Intel patent shares details L4 cache potentially used in Meteor Lake

24.Apr.23 8:00 AM
By Shawn Highstraw
Photo Intel


Intel bets on Admantine L4 cache in its new Meteor Lake arch

A patent from Intel shares details about the operation of Intel's L4 cache, Adamantine. Recently, a Linux patch suggested that Intel is going to use such cache in its upcoming Consumer Meteor Lake CPUs.

The patent states that Intel's "next-generation soc architecture" may have "large on-package caches," tech website VideoCardz was the first to note. These should serve as L4 cache. The cache is called 'Adamantine' or 'ADM' and, according to Intel, should 'enable new applications'.

For example, the access time to this L4 cache should be much shorter than the access time for dram. According to the patent, Adamantine can therefore be used, among other things, to improve communication between the cpu and security controller. Boot times should also be reduced by using L4 cache.
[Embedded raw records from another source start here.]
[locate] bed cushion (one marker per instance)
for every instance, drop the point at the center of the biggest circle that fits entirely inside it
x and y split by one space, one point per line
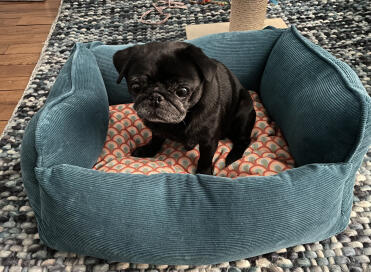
268 153
197 219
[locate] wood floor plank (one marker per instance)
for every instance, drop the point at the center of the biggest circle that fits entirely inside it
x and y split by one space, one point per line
16 59
24 7
3 48
30 29
9 22
35 20
17 14
13 83
24 48
24 38
8 102
15 71
24 27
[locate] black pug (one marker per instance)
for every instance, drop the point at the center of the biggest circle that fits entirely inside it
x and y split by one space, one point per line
183 95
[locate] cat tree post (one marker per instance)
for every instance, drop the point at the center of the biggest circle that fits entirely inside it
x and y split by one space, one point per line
245 15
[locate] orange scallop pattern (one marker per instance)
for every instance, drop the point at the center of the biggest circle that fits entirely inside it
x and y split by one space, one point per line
268 153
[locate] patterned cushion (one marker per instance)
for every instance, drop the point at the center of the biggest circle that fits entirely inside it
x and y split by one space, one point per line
172 218
268 153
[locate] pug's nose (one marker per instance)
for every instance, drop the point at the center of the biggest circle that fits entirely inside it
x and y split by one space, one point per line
156 99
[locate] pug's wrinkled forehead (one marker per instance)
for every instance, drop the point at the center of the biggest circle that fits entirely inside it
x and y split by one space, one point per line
163 61
164 64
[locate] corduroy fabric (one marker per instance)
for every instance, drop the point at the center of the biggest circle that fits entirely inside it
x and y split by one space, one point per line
195 219
245 53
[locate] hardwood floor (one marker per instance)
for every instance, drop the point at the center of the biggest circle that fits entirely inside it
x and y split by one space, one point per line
24 27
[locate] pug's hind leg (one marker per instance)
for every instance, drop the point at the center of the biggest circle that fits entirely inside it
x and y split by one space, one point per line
243 124
205 162
149 150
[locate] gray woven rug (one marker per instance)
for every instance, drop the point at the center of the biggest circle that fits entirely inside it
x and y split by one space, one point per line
339 26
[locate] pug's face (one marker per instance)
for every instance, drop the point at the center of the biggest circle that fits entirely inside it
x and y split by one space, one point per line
165 79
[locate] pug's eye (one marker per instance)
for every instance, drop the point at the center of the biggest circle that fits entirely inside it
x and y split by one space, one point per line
182 92
135 86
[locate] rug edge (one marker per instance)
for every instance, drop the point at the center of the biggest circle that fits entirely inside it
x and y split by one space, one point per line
34 71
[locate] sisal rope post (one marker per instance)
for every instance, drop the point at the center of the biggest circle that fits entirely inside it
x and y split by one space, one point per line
247 14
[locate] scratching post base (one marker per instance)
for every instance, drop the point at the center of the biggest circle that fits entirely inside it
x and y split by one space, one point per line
195 31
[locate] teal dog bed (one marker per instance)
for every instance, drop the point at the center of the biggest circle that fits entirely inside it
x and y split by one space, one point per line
316 100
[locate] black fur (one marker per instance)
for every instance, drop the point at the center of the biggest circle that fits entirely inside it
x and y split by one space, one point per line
215 106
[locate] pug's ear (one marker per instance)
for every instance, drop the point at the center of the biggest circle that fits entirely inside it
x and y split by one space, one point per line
121 61
206 65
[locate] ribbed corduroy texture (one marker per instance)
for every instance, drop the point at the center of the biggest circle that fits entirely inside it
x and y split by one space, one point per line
198 219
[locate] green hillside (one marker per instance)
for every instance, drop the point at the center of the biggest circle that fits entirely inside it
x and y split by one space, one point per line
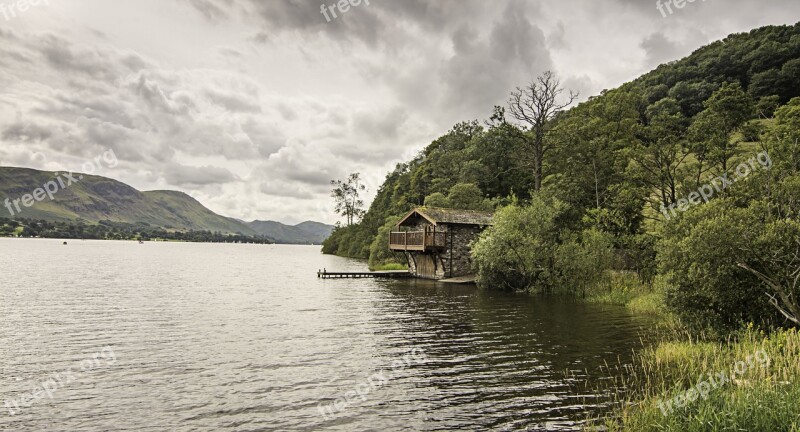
93 199
601 150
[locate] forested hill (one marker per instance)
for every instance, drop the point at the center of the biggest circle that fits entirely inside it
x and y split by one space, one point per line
614 159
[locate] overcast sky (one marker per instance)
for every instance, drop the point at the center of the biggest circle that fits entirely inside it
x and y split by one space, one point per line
253 106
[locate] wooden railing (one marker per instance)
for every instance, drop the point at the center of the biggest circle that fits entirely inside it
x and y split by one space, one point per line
417 240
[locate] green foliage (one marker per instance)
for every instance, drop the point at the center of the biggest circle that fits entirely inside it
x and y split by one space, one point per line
609 164
762 398
527 249
437 199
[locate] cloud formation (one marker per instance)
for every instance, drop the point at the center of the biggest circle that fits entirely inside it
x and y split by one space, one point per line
253 106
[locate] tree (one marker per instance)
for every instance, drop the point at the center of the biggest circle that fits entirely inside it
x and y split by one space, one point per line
659 151
466 196
437 199
726 112
347 196
535 106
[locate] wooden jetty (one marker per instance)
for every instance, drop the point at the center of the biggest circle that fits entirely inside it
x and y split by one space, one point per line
393 274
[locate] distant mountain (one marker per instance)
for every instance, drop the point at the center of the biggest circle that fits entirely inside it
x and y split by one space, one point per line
303 233
93 199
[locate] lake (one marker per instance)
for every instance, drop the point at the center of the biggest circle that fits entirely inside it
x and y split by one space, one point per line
98 336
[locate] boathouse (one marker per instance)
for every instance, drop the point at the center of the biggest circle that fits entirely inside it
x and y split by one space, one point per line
437 242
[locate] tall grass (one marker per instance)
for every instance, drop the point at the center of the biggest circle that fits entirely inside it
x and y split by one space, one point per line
625 288
764 397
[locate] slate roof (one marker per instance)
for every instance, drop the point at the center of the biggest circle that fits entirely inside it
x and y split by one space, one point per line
445 216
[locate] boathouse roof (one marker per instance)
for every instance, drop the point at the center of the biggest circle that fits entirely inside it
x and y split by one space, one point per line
443 216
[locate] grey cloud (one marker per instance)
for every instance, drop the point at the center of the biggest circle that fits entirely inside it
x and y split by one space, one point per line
26 132
183 175
233 102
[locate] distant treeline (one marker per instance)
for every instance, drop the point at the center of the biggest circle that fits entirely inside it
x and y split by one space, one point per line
108 230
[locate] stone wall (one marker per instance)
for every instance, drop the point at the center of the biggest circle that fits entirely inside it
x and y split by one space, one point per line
454 261
457 258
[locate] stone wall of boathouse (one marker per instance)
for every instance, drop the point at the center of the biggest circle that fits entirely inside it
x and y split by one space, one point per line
453 261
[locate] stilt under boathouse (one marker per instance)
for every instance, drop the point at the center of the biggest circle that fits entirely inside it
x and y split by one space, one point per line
437 241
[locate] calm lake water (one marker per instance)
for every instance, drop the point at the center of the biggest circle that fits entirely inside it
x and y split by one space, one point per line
102 336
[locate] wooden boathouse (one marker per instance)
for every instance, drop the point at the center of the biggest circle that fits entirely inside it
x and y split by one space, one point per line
437 241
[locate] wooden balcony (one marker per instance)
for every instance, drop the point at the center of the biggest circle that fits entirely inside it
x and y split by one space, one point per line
420 241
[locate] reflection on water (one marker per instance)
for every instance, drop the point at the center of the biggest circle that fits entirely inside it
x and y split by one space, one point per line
246 338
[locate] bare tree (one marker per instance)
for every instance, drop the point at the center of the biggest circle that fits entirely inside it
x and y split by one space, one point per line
347 196
535 106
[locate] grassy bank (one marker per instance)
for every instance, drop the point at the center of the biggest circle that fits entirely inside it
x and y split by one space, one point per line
750 382
626 289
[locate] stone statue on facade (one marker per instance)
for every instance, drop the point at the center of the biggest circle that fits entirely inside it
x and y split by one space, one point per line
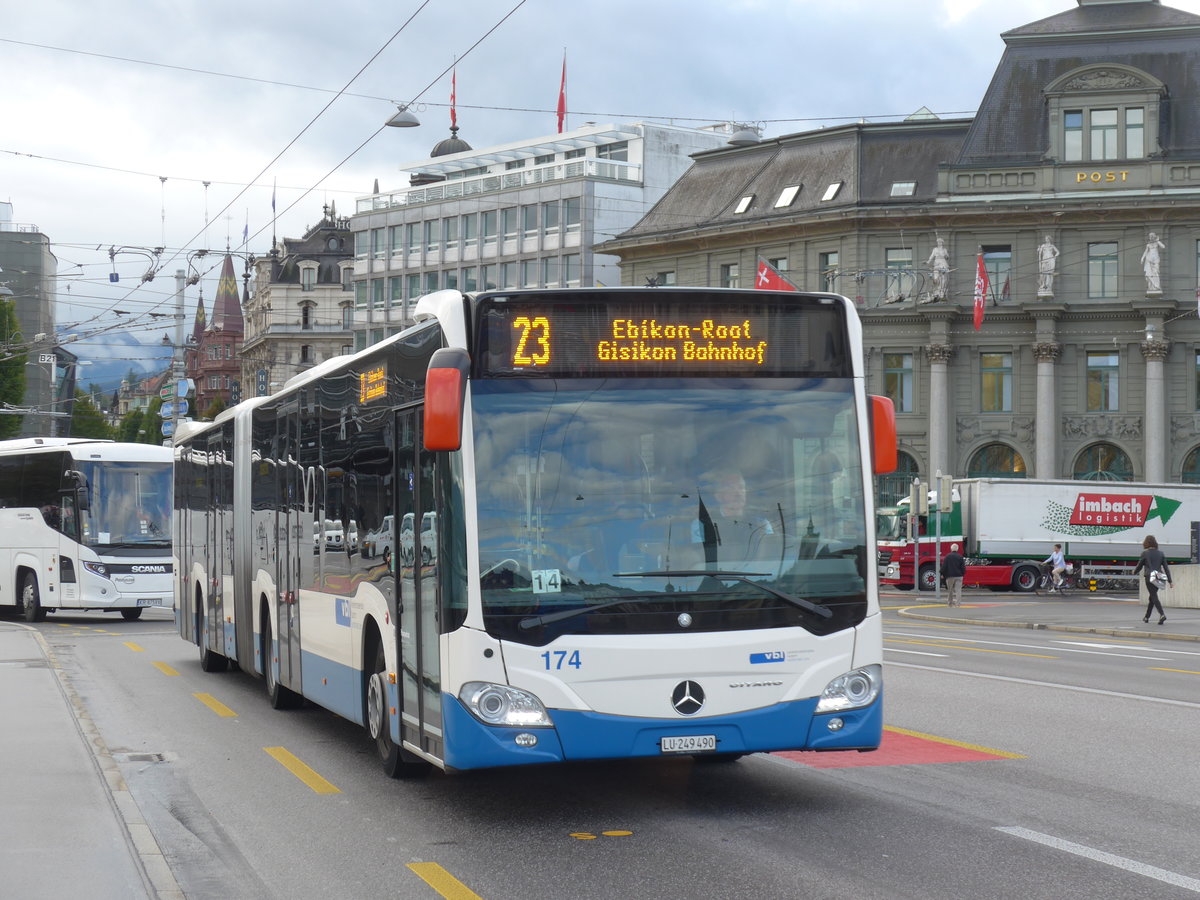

Namely, the L4 cache would keep data when resetting the pc.

Reports have been circulating for some time that Intel is going to introduce L4 cache, specifically in its upcoming Meteor Lake processors. Earlier this month, mentions of it appeared in a Linux patch, Phoronix noted. The patch in question referred to 'ADM/L4' in Meteor Lake, but otherwise shared no details. ADM now appears to stand for Adamantine.
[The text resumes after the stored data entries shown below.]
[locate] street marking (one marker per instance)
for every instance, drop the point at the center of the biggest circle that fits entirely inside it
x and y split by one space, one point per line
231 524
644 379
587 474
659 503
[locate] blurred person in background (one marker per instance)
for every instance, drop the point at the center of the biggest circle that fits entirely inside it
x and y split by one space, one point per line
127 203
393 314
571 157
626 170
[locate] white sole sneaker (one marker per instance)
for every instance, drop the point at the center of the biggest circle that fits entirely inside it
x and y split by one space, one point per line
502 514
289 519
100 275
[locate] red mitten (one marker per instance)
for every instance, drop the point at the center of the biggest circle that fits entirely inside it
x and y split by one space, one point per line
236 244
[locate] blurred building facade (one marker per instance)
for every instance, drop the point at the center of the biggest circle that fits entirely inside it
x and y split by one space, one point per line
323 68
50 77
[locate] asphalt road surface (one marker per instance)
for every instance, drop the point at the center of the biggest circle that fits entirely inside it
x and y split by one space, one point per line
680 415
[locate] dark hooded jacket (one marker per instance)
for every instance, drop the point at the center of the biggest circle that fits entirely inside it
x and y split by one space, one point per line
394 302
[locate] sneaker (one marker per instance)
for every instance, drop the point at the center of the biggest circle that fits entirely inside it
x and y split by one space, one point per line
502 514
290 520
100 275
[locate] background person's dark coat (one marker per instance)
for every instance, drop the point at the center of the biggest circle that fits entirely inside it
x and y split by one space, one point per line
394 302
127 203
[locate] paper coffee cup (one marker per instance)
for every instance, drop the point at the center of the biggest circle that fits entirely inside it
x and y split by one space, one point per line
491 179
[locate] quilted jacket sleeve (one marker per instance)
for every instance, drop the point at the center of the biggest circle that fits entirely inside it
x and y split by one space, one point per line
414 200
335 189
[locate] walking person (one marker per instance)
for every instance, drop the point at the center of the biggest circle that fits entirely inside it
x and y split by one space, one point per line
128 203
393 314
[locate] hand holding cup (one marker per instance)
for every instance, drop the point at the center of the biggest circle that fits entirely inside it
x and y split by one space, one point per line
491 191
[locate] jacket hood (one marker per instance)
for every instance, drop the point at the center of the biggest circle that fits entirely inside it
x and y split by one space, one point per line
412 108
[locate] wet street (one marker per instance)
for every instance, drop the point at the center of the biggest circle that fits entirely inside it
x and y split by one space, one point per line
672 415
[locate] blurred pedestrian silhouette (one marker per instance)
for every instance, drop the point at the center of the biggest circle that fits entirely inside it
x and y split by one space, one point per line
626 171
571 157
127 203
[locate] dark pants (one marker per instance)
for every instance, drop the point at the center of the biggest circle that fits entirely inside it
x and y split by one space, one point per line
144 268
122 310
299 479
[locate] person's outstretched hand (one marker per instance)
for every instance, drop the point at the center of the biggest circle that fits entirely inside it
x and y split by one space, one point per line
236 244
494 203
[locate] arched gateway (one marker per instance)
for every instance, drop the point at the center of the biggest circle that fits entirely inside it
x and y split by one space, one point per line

The newly noticed patent does not mention the term Meteor Lake concretely, but it does contain references to this cpu generation. Images from the patent show a cpu with two Redwood Cove cores and eight more efficient Crestwoord cores on one 'tile', the term Intel uses for chiplets. Specifically those cores are used in Meteor Lake. The diagram also shows a separate gpu tile with 64 execution units and a soc tile. It has long been known that Meteor Lake will receive a design with such tiles.
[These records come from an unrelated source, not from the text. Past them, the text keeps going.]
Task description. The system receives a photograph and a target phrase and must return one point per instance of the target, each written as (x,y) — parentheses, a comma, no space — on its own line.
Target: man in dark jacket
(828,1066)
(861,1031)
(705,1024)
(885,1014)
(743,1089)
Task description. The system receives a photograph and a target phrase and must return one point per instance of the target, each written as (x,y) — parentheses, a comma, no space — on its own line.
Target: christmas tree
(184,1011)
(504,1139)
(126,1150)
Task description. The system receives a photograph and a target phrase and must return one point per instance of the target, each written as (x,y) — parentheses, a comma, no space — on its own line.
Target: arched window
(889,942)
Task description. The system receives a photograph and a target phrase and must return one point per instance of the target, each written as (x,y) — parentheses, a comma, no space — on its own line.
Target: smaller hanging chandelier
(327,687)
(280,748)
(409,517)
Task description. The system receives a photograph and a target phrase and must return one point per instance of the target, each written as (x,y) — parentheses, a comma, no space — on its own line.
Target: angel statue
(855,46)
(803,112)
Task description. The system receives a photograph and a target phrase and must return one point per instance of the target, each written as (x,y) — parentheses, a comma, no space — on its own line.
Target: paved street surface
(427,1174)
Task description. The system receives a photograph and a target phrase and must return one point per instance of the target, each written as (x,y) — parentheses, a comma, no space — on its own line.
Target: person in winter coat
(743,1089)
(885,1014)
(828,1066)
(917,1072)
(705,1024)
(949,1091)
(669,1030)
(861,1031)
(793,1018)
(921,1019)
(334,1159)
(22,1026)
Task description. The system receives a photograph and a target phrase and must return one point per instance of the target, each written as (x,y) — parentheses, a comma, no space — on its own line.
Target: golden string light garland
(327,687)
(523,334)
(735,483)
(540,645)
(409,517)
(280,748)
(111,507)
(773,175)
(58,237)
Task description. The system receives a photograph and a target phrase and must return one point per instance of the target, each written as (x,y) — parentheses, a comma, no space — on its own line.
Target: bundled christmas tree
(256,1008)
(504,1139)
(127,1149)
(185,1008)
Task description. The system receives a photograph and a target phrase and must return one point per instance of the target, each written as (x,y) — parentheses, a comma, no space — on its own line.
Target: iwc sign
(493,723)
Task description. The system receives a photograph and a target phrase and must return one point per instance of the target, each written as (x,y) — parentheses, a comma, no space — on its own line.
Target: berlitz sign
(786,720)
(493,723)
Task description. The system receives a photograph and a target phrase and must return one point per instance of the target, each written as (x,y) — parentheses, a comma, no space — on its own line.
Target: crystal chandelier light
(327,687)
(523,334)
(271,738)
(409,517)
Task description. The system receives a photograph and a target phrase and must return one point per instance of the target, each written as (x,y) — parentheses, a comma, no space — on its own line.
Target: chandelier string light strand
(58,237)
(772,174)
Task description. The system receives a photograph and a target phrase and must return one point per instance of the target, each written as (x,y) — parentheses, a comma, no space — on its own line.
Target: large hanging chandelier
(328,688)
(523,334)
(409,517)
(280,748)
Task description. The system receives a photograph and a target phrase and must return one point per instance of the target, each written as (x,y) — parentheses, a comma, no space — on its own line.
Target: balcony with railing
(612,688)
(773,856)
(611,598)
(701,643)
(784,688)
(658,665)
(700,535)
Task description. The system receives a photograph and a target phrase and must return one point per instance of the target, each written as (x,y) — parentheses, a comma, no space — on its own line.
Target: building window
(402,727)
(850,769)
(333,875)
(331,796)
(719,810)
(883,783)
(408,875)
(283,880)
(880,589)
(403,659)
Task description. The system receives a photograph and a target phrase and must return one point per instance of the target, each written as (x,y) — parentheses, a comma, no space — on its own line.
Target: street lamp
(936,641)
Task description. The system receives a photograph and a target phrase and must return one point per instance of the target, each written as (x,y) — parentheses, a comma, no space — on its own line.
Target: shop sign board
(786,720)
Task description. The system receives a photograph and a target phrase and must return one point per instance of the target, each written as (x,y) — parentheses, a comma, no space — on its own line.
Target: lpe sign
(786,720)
It is not yet known how much L4 cache Intel's upcoming processors will receive. This may vary by model. Leaker Moore's Law is Dead stated in a recent video that the company is currently doing internal tests with caches ranging from 128 to 512MB. In the long run, that could add up to more than a gigabyte. Moore's Law is Dead is more likely to share information about unreleased products, although its accuracy is variable.